Robin Walduck, tax partner at KPMG in the UK, said:
“For a decade now, the UK government has pursued a strategy of ensuring that the tax system is designed to attract foreign direct investment. This has been largely successful and ongoing cuts to the corporate tax rate have been a helpful component. The proposal was previously to reduce the corporate tax rate, currently 20%, to 17% in 2020. This represents a considerable reduction from the 30% rate ten years ago, or indeed the 28% rate when the Conservative party entered government in a coalition with the Liberal Democrats. Today’s proposal is to potentially reduce that rate still further in order that the UK retains the lowest corporation tax in the G20 should President-Elect, Donald Trump, follow through on his pledge to cut the federal business tax rate from 35% to 15%.

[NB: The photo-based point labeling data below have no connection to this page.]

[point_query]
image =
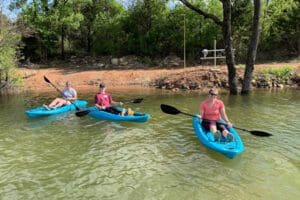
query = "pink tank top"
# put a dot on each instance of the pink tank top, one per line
(103, 99)
(211, 112)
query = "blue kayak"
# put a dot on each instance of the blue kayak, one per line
(100, 114)
(228, 149)
(41, 111)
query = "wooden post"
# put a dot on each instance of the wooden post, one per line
(184, 47)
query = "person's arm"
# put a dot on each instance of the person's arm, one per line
(201, 111)
(98, 103)
(115, 103)
(224, 116)
(74, 97)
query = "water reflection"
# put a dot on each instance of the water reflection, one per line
(67, 157)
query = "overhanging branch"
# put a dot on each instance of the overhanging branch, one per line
(201, 12)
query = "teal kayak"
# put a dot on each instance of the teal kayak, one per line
(103, 115)
(228, 149)
(41, 111)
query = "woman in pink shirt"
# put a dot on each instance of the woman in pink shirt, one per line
(104, 101)
(211, 111)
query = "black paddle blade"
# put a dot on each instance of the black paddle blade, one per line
(46, 79)
(169, 109)
(82, 113)
(260, 133)
(137, 100)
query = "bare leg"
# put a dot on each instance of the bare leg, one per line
(54, 103)
(60, 103)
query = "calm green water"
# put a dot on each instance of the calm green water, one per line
(66, 157)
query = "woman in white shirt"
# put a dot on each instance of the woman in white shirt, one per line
(68, 94)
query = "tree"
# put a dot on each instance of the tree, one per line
(9, 40)
(252, 48)
(227, 37)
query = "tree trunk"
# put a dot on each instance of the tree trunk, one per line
(62, 42)
(228, 47)
(89, 39)
(252, 48)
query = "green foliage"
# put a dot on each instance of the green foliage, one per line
(9, 40)
(151, 27)
(280, 28)
(281, 73)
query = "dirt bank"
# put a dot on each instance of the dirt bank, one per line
(85, 80)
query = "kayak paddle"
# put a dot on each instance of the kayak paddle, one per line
(58, 90)
(85, 112)
(174, 111)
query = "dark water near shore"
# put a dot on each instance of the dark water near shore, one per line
(66, 157)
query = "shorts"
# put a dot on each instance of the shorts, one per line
(207, 124)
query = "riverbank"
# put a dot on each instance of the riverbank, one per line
(190, 78)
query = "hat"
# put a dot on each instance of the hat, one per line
(102, 85)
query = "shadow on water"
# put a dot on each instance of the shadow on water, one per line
(67, 157)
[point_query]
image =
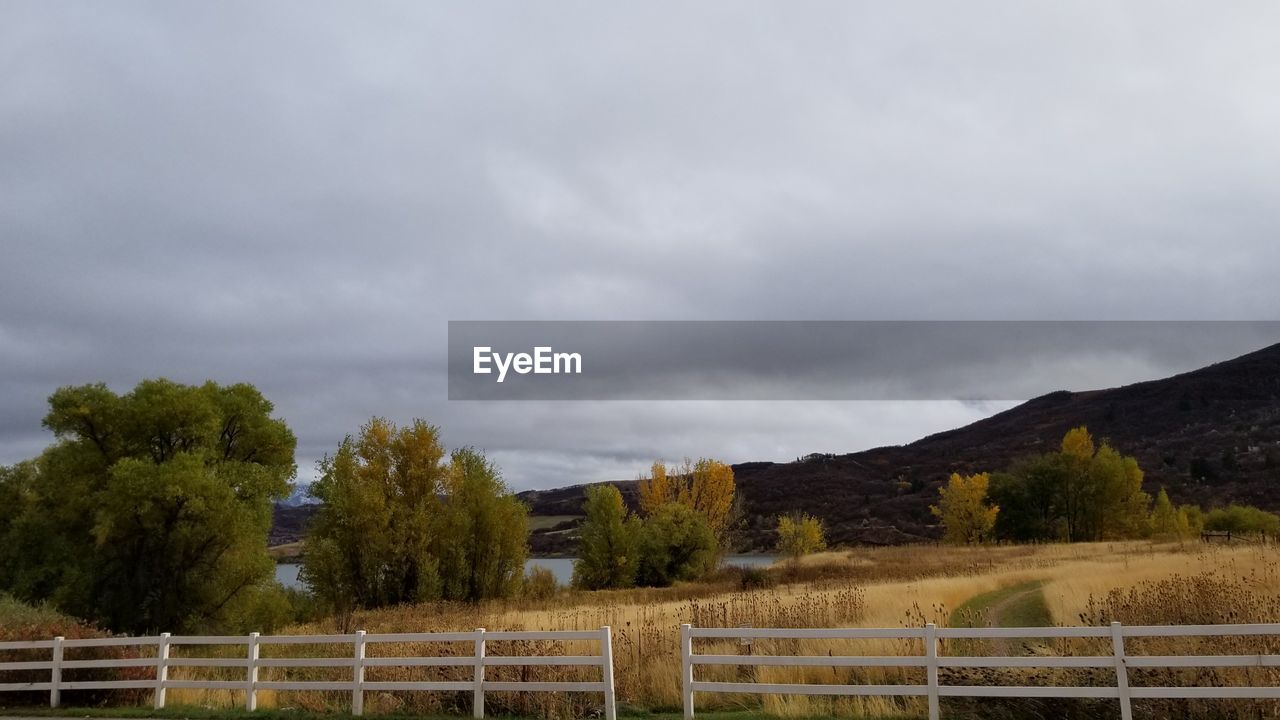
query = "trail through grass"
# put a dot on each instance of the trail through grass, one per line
(1014, 606)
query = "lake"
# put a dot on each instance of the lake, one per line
(287, 573)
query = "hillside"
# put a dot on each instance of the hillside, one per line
(1211, 436)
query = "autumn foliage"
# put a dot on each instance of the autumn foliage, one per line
(967, 518)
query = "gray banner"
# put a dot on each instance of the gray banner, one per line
(828, 360)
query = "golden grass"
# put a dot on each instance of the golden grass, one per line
(880, 587)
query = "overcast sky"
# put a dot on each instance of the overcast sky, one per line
(301, 195)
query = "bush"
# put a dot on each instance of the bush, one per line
(21, 621)
(540, 583)
(755, 578)
(1243, 519)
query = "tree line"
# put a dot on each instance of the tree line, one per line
(1082, 492)
(680, 531)
(151, 509)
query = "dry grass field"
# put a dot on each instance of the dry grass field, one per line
(1133, 582)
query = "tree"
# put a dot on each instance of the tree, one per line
(1083, 492)
(963, 509)
(799, 534)
(1242, 519)
(705, 486)
(370, 543)
(608, 542)
(151, 510)
(1166, 520)
(400, 524)
(711, 493)
(485, 532)
(1029, 496)
(657, 490)
(676, 543)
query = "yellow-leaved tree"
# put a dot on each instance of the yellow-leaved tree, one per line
(657, 490)
(963, 507)
(799, 534)
(705, 487)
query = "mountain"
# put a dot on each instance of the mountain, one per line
(1210, 437)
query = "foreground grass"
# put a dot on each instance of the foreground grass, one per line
(901, 587)
(211, 714)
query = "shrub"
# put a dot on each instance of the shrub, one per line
(540, 583)
(21, 621)
(1243, 519)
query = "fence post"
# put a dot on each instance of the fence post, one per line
(55, 675)
(1121, 670)
(161, 669)
(357, 675)
(478, 693)
(611, 710)
(251, 684)
(686, 668)
(931, 657)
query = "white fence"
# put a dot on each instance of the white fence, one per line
(931, 661)
(357, 661)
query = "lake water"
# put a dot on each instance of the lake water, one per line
(287, 573)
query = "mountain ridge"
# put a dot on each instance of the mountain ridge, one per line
(1208, 436)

“Does this mean there's now a global race to the bottom? Any further reduction on the headline rate would certainly bring the UK rate close to Ireland’s own corporate tax rate, which has remained static at 12.5% for many years. There has also been very limited activity in recent years by other G20 members in aggressively reducing their own rates, with the exception of Australia (although even Australia’s proposal to reduce rates from 30% to 25% would only happen over a ten year period from this year). As such, the answer to this could largely depend on what Donald Trump prioritises when he takes office in January.
“Will a further cut really make a difference? Whilst from a policy perspective it may help towards making the UK a ‘super-competitive economy’, a reduction in rates will likely not be enough on its own to drive FDI. KPMG surveys of clients have consistently concluded that companies want stability, predictability and certainty, both in economic (including tax) and political terms. Whilst the current political and economic volatility prevails and uncertainty over a post-Brexit UK remains, we may find a reduction in the headline rate alone will not be enough to encourage companies to invest.”